When I worked on the Google help desk in 2008, I had to walk a newly hired Stanford software engineer through the process of turning on his computer. That shocked him. He expected to arrive at a university-style computer lab where someone would turn on the computers for him. Surprising how many software engineers don't know their way around a modern computer as an ordinary user.

Comment Re:Sounds like bullshit to me ... (Score 1) 185

When I skipped high school to get an associate degree from the community college, I had trouble getting level-entry jobs for the first five years after graduation because I didn't have a high school diploma. Never mind that an associate degree ranks higher than a high school diploma. Once I got hired by a Fortune 500 company through a roommate, the high school diploma became less relevant and experience became more important to my tech career.

Comment Re: In three years ... (Score 3, Interesting) 185

Not to mention....the education system should NOT be in the hands of the Feds to dictate what the states teach.

What part of United States don't you understand? Someone has to set the educational standards for the entire country. We can't have 50 states marching to a different drummer, especially when we have a political culture that values ignorance over intelligence.

Comment Re: In three years ... (Score 1) 185

I'd sure hate to be in a programming class where most of the students were only there because Rahm Emmanuel forced them to be.
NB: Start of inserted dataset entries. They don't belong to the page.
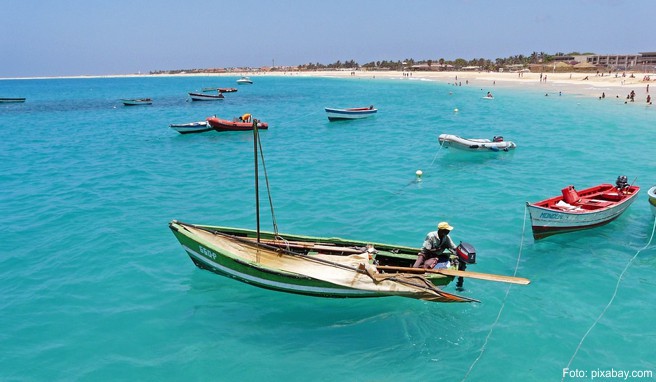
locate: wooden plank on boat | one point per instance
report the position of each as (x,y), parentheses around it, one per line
(457,273)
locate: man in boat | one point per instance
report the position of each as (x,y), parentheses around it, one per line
(435,244)
(245,118)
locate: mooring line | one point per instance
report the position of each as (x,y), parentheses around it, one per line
(617,286)
(503,304)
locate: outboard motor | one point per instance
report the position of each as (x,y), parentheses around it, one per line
(466,255)
(622,182)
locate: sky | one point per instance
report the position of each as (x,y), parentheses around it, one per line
(93,37)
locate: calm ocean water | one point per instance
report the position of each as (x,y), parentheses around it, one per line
(95,287)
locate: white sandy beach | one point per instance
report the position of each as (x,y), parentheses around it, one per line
(568,83)
(588,84)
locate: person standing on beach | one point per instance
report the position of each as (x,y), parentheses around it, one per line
(435,243)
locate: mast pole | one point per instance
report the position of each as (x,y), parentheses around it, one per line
(257,186)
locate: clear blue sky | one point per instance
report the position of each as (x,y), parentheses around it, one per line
(93,37)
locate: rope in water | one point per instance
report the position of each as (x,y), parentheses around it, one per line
(617,286)
(503,304)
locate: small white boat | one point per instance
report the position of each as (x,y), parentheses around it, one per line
(137,101)
(12,100)
(475,144)
(352,113)
(652,199)
(193,127)
(206,97)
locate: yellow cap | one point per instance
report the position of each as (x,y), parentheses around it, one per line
(444,225)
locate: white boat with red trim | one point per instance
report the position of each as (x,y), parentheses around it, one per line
(652,199)
(576,210)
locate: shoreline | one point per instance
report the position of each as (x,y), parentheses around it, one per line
(588,84)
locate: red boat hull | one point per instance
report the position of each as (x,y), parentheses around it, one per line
(225,125)
(577,210)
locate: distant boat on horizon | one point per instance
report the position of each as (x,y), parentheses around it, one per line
(137,101)
(351,113)
(12,100)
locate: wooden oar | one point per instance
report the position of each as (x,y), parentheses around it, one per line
(457,273)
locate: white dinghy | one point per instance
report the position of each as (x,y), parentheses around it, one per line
(475,144)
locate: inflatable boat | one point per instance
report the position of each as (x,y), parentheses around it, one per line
(474,144)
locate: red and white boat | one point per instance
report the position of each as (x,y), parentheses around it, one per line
(235,125)
(652,199)
(576,210)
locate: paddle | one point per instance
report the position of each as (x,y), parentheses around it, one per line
(457,273)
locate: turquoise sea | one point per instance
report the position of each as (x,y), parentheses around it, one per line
(95,287)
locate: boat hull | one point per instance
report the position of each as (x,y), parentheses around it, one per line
(137,102)
(590,213)
(652,199)
(347,114)
(477,145)
(189,128)
(206,97)
(258,270)
(225,125)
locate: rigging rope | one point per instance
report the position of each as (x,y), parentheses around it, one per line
(617,286)
(266,179)
(503,304)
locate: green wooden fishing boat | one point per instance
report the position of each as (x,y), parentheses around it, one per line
(315,266)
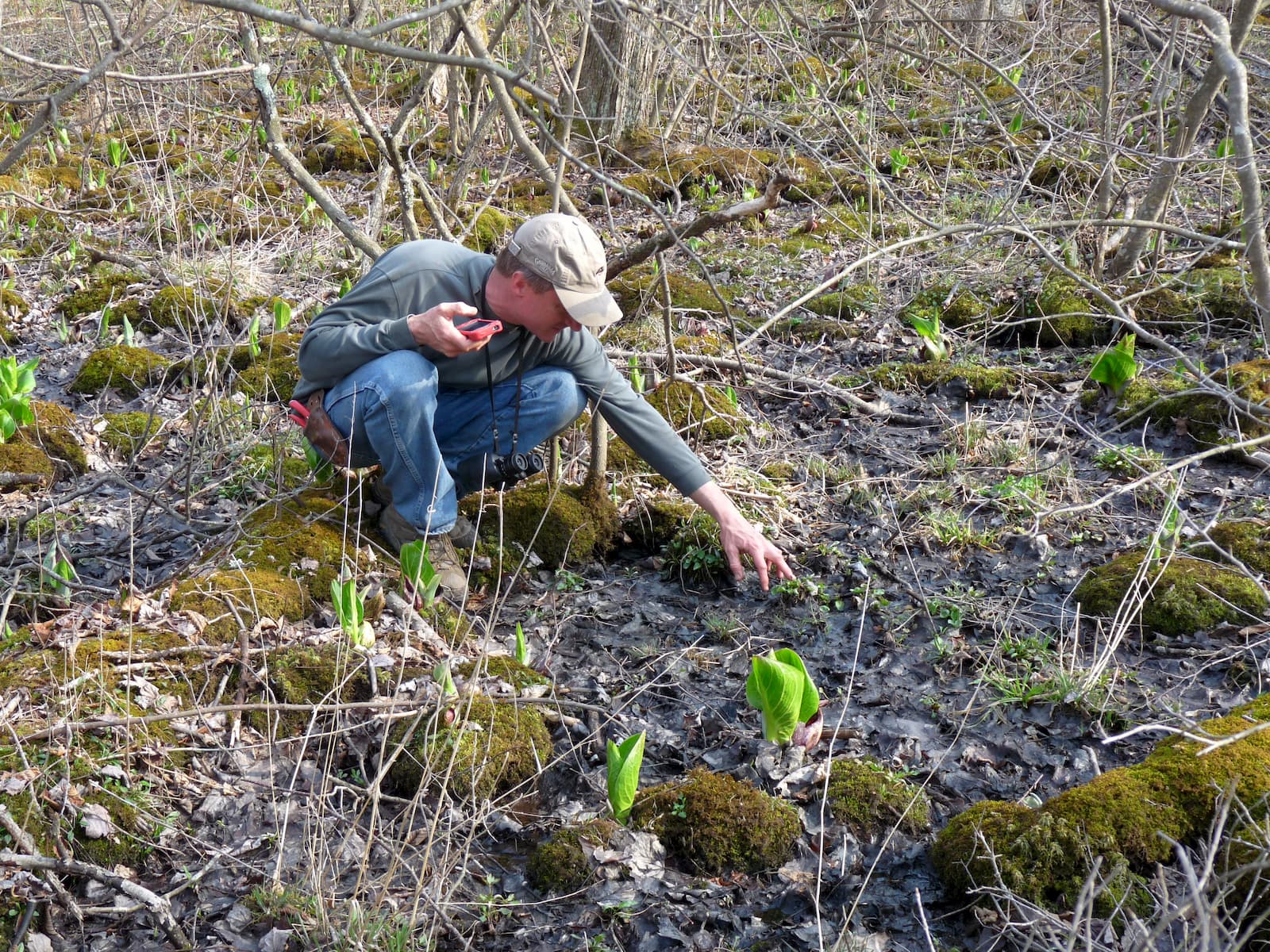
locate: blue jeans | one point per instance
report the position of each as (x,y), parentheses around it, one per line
(399,416)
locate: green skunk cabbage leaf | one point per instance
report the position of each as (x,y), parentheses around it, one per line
(780,689)
(624,763)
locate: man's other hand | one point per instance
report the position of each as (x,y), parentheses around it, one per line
(738,537)
(741,537)
(436,328)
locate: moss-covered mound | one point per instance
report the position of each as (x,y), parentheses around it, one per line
(1187,596)
(696,412)
(129,432)
(714,824)
(182,309)
(237,600)
(52,432)
(653,520)
(870,800)
(505,668)
(106,287)
(559,865)
(1170,403)
(979,381)
(1045,854)
(127,370)
(1248,539)
(302,539)
(336,145)
(1072,317)
(23,466)
(558,522)
(487,750)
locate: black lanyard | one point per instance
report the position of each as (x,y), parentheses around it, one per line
(489,386)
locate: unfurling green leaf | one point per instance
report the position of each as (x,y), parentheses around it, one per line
(780,687)
(624,763)
(418,574)
(522,649)
(1117,366)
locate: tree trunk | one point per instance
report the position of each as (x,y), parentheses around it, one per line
(615,90)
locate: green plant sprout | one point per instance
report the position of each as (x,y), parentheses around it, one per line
(624,763)
(56,571)
(444,681)
(418,575)
(933,343)
(351,609)
(637,376)
(522,647)
(1117,366)
(17,382)
(281,314)
(783,691)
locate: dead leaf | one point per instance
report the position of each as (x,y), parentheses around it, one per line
(95,820)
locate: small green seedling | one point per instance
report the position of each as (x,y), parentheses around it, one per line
(637,376)
(933,344)
(351,609)
(522,647)
(444,681)
(1117,366)
(780,687)
(253,338)
(624,763)
(418,575)
(56,571)
(281,314)
(17,382)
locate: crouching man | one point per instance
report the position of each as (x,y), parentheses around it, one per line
(448,367)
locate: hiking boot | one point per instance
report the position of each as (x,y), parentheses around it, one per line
(398,531)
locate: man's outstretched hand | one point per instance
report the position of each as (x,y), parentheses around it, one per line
(436,328)
(740,537)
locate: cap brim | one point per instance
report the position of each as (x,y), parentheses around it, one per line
(590,309)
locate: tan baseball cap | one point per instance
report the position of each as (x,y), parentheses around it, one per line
(567,251)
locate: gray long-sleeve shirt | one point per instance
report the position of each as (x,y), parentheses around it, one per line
(371,321)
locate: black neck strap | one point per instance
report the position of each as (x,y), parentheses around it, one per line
(489,386)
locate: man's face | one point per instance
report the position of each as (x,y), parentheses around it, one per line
(543,315)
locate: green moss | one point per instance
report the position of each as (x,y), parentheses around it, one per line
(702,413)
(300,539)
(641,287)
(506,668)
(488,749)
(1248,539)
(106,287)
(336,145)
(129,370)
(25,467)
(181,309)
(1045,854)
(559,526)
(1189,596)
(1072,317)
(52,433)
(235,598)
(560,865)
(654,520)
(854,301)
(488,232)
(869,799)
(714,824)
(129,432)
(1206,418)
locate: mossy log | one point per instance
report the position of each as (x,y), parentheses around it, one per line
(1127,818)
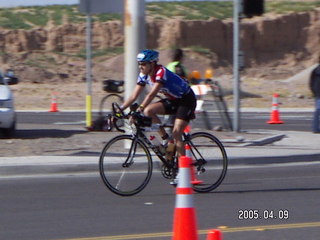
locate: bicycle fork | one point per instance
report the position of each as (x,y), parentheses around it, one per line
(129,161)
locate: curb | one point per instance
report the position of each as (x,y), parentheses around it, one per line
(82,168)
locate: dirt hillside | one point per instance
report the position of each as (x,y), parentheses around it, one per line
(277,49)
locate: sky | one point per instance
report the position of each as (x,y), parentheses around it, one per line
(14,3)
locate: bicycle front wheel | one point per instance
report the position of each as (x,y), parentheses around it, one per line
(210,161)
(125,165)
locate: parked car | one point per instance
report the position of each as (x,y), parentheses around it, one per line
(7,111)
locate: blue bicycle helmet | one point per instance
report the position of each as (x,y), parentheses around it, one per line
(148,56)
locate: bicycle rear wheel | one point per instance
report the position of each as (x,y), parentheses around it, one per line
(210,160)
(125,165)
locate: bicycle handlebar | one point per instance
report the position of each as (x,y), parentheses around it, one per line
(140,120)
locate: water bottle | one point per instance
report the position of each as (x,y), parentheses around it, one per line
(155,141)
(154,128)
(170,150)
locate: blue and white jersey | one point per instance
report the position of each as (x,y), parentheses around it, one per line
(173,85)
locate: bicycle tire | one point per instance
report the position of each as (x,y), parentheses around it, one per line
(208,176)
(105,106)
(125,180)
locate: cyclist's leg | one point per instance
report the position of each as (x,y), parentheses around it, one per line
(184,113)
(178,128)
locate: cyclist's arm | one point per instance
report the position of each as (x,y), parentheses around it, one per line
(136,92)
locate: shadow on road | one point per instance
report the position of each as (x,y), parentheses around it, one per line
(45,133)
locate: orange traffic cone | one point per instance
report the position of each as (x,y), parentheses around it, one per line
(54,104)
(275,116)
(194,180)
(184,224)
(214,234)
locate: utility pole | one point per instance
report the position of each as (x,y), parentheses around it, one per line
(134,21)
(236,73)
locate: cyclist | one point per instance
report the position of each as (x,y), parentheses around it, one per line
(180,99)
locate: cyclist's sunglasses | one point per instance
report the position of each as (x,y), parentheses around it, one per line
(142,63)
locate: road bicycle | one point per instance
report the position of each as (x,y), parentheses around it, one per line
(126,162)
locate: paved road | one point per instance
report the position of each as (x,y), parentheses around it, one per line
(77,206)
(293,120)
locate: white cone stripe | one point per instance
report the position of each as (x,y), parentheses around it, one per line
(184,201)
(184,178)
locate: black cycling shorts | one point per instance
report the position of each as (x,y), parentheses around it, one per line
(183,107)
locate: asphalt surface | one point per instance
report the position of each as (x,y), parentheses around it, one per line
(250,147)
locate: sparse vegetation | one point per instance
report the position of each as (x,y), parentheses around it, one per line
(28,17)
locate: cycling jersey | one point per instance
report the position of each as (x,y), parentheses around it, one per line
(173,86)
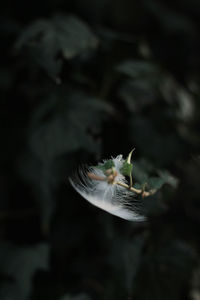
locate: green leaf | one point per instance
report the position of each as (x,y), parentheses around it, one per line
(45,39)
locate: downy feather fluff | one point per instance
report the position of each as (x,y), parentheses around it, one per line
(112,198)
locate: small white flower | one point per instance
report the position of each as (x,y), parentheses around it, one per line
(102,190)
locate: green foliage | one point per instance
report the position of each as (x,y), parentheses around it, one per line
(81,81)
(47,41)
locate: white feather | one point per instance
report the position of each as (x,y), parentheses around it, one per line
(112,198)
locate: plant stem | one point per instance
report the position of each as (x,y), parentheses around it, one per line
(137,191)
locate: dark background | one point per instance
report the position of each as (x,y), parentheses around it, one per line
(82,81)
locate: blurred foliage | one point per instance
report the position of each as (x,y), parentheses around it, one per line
(86,80)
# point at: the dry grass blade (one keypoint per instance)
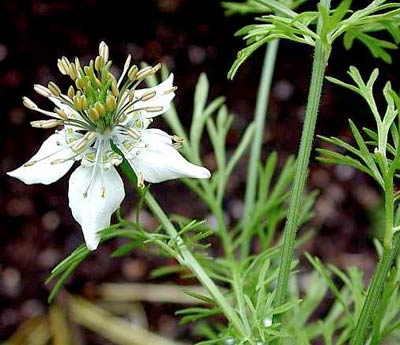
(167, 293)
(113, 328)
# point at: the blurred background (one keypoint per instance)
(190, 37)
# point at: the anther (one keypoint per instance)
(177, 139)
(42, 90)
(133, 133)
(145, 72)
(140, 182)
(98, 63)
(156, 68)
(73, 73)
(29, 104)
(114, 89)
(29, 164)
(101, 109)
(133, 72)
(172, 89)
(78, 66)
(71, 92)
(131, 95)
(84, 141)
(58, 161)
(127, 62)
(61, 67)
(54, 89)
(46, 123)
(61, 113)
(93, 114)
(148, 95)
(111, 103)
(153, 109)
(103, 51)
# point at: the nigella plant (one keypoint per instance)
(98, 113)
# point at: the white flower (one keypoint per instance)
(96, 112)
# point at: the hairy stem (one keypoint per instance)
(385, 262)
(321, 57)
(259, 119)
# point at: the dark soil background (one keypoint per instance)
(190, 37)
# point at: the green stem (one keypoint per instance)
(259, 118)
(321, 57)
(385, 262)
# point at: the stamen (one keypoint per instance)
(96, 164)
(132, 132)
(145, 72)
(172, 89)
(126, 67)
(133, 73)
(61, 66)
(156, 68)
(111, 103)
(84, 142)
(101, 109)
(93, 114)
(177, 139)
(153, 109)
(29, 164)
(42, 90)
(103, 51)
(60, 112)
(148, 95)
(140, 182)
(114, 89)
(71, 92)
(46, 123)
(29, 104)
(54, 89)
(98, 63)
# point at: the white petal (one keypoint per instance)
(53, 148)
(94, 211)
(160, 161)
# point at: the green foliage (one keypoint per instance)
(379, 155)
(361, 25)
(254, 6)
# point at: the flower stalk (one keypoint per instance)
(320, 62)
(391, 245)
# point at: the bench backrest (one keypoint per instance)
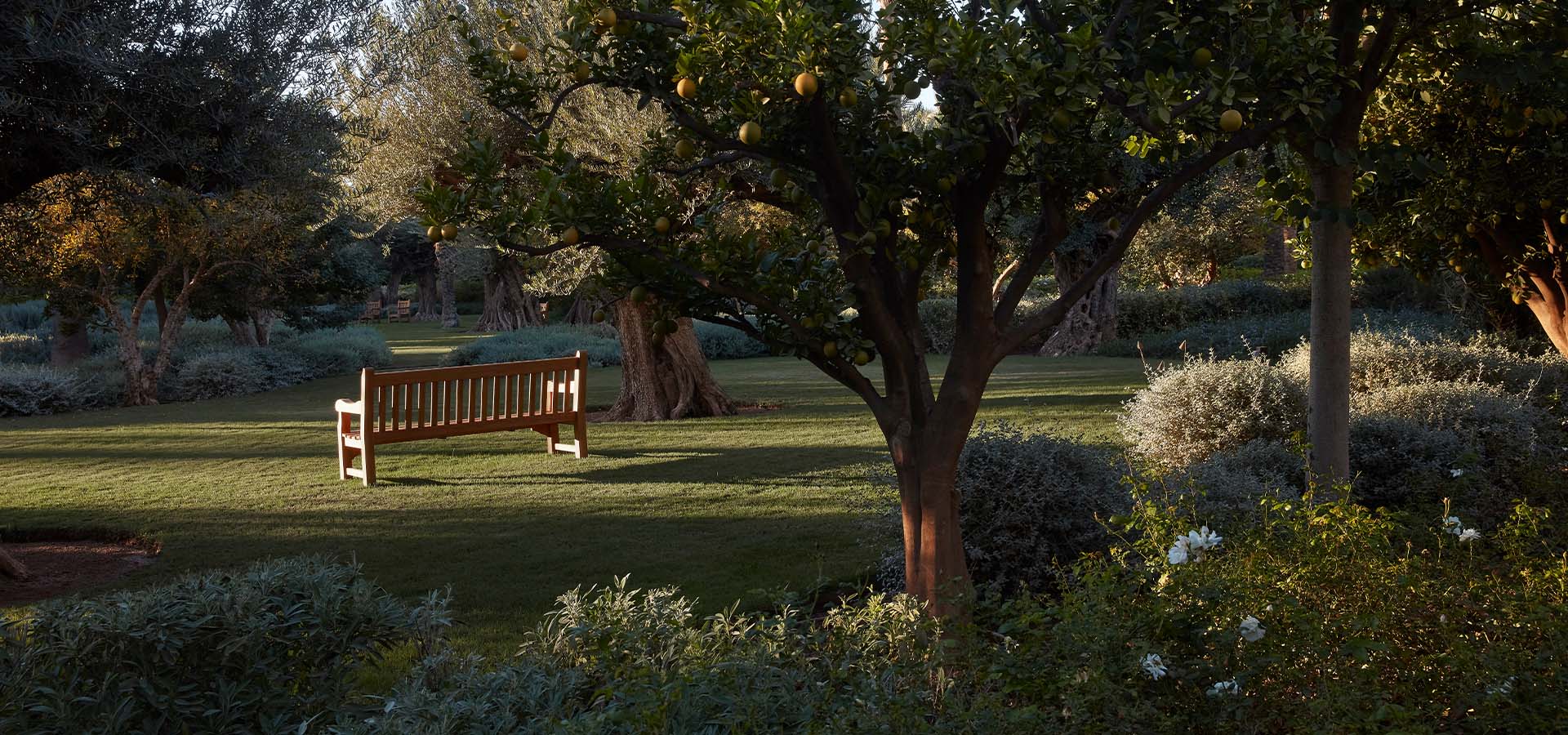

I went back to community college to learn computer programming after the Dot Com Bust. Many students in the computer and networking classes were there because computers was the money-major of the day. One of my instructors tried to get a 75-year-old Vietnamese couple to reconsider their major, as no company would ever hire them. When health care became the new money-major of the day, the computer and network classes were abandoned in droves. Even the elderly couple changed their major to health care.

Comment Re:Sounds like bullshit to me ... (Score 1) 185

Let's be perfectly clear here: If you get a highschool diploma, and stop your education ... you will not be programming computers.

If you don't have a college degree, you probably won't get a job at all. Many jobs that previously required a high school diploma noq require a college degree. Never mind that the actual work may not have changed.